In Melbourne, the number of auctions taking place throughout the metro has been increasing, especially since the federal and state governments introduced new initiatives to spur housing market activity.
First homebuyers can now access deep stamp duty discounts and can better save for home loans, downsizers have more incentive to sell large homes and foreign investors face penalties for leaving properties vacant.
Auctions are popular in this state, with various suburbs recording very high clearance rates. However, participating in an auction isn’t as simple as showing up and bidding. Each state has its own auction rules, and knowing about them can save you a lot of time and hassle.
Here, we share some pre-auction execution tips you need to know before buying a property at auction in Victoria. Remember: you don’t need to be at the mercy of the real estate agent or the process. With the right tools, you can celebrate a successful auction outcome:
1. Always do your research
Study up online, visit auctions and talk to real estate agents. Keep an eye on weekly auction results and gauge the market. Go to open houses. This ensures that you have a good idea of what you’re getting and what conditions are in place for the auctions of certain properties.
2. Know the rules
The regulations that govern the auction process in Victoria are listed in the Schedules to the Sale of Land (Public Auctions) Regulations 2014. Coming into an auction aware of how you should act during the event itself will go a long way to helping you secure the right property at the right price.
3. Request a price guide
Properties for auction must be advertised with a price guide.
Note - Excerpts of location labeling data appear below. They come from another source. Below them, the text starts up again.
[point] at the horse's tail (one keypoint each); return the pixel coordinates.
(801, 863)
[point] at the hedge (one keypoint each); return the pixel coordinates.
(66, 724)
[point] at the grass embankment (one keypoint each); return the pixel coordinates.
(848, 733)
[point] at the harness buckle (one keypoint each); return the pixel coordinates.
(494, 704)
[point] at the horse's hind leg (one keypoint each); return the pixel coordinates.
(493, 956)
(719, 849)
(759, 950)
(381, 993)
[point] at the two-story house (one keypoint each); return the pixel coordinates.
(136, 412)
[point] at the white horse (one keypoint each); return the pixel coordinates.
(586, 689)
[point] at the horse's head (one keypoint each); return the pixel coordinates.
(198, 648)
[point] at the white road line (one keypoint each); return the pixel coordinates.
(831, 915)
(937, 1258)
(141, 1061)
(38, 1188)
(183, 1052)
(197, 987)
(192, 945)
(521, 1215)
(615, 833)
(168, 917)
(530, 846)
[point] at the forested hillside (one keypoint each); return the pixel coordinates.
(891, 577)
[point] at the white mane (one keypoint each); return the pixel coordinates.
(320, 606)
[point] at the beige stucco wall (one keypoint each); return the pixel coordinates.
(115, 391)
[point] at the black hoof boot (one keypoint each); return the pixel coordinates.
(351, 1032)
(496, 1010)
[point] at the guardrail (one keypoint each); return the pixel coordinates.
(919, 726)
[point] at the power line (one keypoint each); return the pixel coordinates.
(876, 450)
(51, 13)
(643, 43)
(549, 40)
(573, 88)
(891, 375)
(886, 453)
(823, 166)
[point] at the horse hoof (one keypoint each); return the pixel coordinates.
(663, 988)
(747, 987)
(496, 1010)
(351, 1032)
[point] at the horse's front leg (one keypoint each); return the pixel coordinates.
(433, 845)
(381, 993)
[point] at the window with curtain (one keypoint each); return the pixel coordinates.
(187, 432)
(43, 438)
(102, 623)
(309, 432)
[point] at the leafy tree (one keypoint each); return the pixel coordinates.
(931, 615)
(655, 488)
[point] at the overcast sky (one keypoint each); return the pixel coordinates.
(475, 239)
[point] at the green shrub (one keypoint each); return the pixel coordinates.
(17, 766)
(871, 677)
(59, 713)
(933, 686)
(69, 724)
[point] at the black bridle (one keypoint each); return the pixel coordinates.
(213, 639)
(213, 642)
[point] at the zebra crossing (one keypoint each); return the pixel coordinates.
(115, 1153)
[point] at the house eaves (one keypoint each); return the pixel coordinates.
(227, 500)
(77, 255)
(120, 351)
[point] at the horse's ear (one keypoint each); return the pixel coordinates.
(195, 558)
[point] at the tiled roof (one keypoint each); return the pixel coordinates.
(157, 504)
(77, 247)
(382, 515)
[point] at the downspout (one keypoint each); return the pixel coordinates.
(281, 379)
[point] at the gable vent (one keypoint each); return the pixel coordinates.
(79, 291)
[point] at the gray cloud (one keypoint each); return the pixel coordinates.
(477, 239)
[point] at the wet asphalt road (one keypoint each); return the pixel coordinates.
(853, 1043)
In this state, auctioneers who skip this step could be fined. Having a price guide gives buyers a good idea of how values in the area are going, and keeps you from overbidding unnecessarily.
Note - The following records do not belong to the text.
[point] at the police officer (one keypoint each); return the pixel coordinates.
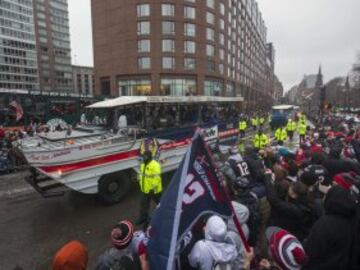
(280, 135)
(291, 128)
(261, 121)
(254, 122)
(302, 131)
(150, 185)
(242, 127)
(261, 140)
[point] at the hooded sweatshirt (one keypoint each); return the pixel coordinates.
(242, 213)
(213, 249)
(329, 243)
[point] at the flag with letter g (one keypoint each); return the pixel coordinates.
(195, 189)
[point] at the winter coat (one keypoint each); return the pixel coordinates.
(214, 248)
(242, 213)
(336, 166)
(329, 243)
(297, 217)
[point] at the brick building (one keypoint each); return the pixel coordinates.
(178, 47)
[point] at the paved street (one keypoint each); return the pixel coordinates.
(33, 228)
(40, 226)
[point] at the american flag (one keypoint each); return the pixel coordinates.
(18, 109)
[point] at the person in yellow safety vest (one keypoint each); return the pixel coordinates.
(302, 131)
(150, 185)
(260, 141)
(281, 135)
(291, 128)
(242, 127)
(302, 118)
(242, 146)
(254, 122)
(261, 121)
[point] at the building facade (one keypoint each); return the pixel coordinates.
(83, 80)
(173, 47)
(53, 45)
(18, 57)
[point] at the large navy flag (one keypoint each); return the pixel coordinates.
(195, 189)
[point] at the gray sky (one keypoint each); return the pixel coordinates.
(305, 33)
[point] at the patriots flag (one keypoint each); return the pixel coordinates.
(195, 190)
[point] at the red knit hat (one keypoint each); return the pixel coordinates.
(122, 234)
(286, 249)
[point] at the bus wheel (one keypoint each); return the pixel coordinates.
(114, 187)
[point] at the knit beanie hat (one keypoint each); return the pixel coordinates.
(122, 234)
(308, 178)
(285, 249)
(72, 256)
(215, 229)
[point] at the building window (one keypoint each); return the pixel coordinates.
(230, 90)
(144, 45)
(168, 10)
(210, 3)
(221, 54)
(143, 10)
(177, 86)
(213, 87)
(210, 34)
(189, 46)
(210, 66)
(189, 13)
(105, 86)
(189, 29)
(221, 39)
(168, 45)
(221, 69)
(144, 62)
(210, 18)
(222, 24)
(143, 28)
(222, 9)
(210, 50)
(189, 63)
(168, 28)
(168, 62)
(134, 87)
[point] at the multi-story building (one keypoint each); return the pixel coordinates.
(53, 45)
(178, 47)
(83, 79)
(18, 60)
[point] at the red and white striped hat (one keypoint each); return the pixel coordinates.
(286, 250)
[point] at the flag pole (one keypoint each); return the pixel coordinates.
(235, 219)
4. Note: Pre-registration is unnecessary
Interested buyers don’t have to register beforehand to bid on a property. This gives you the upper hand if you see a home for sale by auction and you don’t want to show your cards to the vendor.
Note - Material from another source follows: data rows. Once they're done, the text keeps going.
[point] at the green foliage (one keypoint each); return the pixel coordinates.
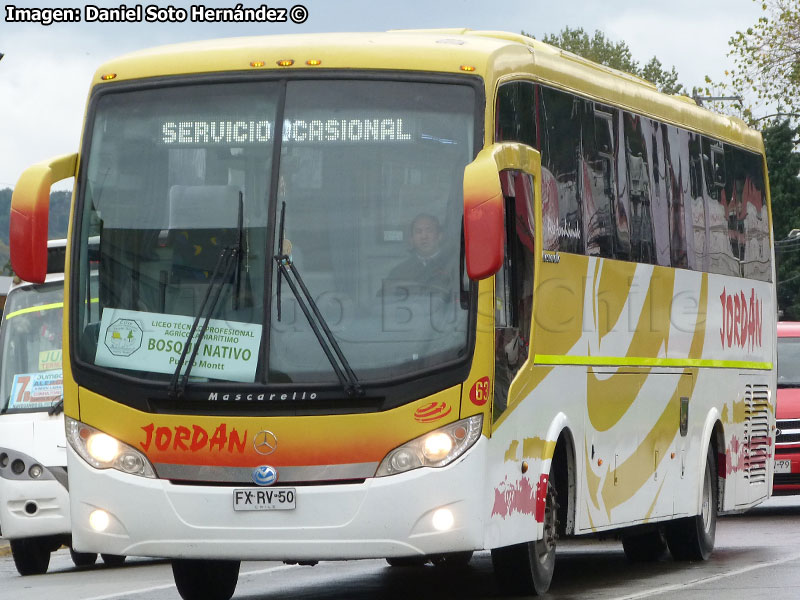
(617, 55)
(767, 64)
(767, 55)
(783, 165)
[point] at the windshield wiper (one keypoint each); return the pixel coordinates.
(327, 341)
(230, 256)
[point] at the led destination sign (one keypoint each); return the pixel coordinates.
(387, 129)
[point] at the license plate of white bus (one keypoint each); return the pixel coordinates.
(264, 499)
(783, 466)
5. Know how the game works
There are no limits on bidding – even for vendors. This gives you room to play a little looser on your bidding strategy, although it can also work against you in that a competitor’s ability to bid more times could cause you to lose out. Furthermore, there are no restrictions on how many vendor bids can be placed, so you could be out of luck if you hoped to get the property below reserve price.
6. Consider making a pre-auction offer
If you really want to limit your competition before an auction, check if the vendor is open to pre-auction offers from buyers. To do so, you offer a signed contract and proceed to negotiate as in a private sale transaction. If your offer is accepted less than three business days before the auction date, however, you waive your right to a cooling-off period, meaning you can not change your mind.
It’s important to keep in mind as well that it’s all about what you will be getting at the end of the day – so pay attention to the condition of the home and the contract you’ll be signing, because there’ll be no going back.